I hope everyone had a great memorial day weekend.
Now its back to the daily grind of life. lol
I am actually sitting here in the hospital waiting on my dad to come out of surgery. He is in having a heart cath.
We had a cook out over the weekend. I invited a ton of people. Everyone I could think of. Everyone that I used to be friends with... well I still consider them friends but we just really dont hang out anymore.
Most of those people... didn't come to the cook out. And that made to really think about how much has changed since the last cook out that I had.
It seemed like I had more friends back then. Now I have a small handful of friends- people that I hang out with on a regular basis.
Marriage changes things. Especially friendships. People that I used to hang out with a lot are people I rarely talk to anymore. I am not upset with them- they are not to blame, nor am I. Situations change. People change. Priorities change. Its life.

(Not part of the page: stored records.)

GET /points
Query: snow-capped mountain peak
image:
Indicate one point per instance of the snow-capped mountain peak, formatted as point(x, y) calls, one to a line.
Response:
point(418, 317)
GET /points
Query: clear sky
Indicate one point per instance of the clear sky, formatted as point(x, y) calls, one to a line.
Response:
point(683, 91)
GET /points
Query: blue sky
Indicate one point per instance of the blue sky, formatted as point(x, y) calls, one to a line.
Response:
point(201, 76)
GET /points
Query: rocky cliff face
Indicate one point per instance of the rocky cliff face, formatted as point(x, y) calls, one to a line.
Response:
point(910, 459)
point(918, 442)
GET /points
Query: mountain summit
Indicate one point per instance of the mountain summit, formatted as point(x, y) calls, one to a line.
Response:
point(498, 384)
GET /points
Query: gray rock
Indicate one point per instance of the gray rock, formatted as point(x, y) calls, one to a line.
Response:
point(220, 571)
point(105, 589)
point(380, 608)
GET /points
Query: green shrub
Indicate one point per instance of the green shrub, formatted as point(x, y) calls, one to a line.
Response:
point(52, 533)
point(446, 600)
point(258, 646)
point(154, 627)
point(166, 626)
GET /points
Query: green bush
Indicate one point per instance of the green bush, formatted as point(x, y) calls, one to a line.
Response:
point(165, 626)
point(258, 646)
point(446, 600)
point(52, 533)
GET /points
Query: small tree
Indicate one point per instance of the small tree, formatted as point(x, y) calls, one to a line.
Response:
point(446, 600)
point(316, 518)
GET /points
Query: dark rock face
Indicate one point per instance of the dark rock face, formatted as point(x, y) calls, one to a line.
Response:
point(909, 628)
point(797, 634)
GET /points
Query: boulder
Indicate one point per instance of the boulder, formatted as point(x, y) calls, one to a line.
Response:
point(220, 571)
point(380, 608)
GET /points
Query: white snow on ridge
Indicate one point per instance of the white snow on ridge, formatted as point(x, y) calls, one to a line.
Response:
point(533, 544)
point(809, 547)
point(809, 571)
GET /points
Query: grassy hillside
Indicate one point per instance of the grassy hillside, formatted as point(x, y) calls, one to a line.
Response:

It is a little saddening that people that I used to tell everything to. That when I went out for a drink, they were the first person I called. That when I had a bad day, I called for comfort. And vice versa. Now? Nada. I can't even get them to come to a cook out. lol
I am not upset or anything- sad, a little bit yes. But I have learned it is life. We don't have the same interests anymore. We don't have the same commonalities. I would still be there for them if needed and if I can, but I also know that I wouldn't be the first person they call. I would still hang out with them and I still consider them friends... I just know life goes on. Life changes.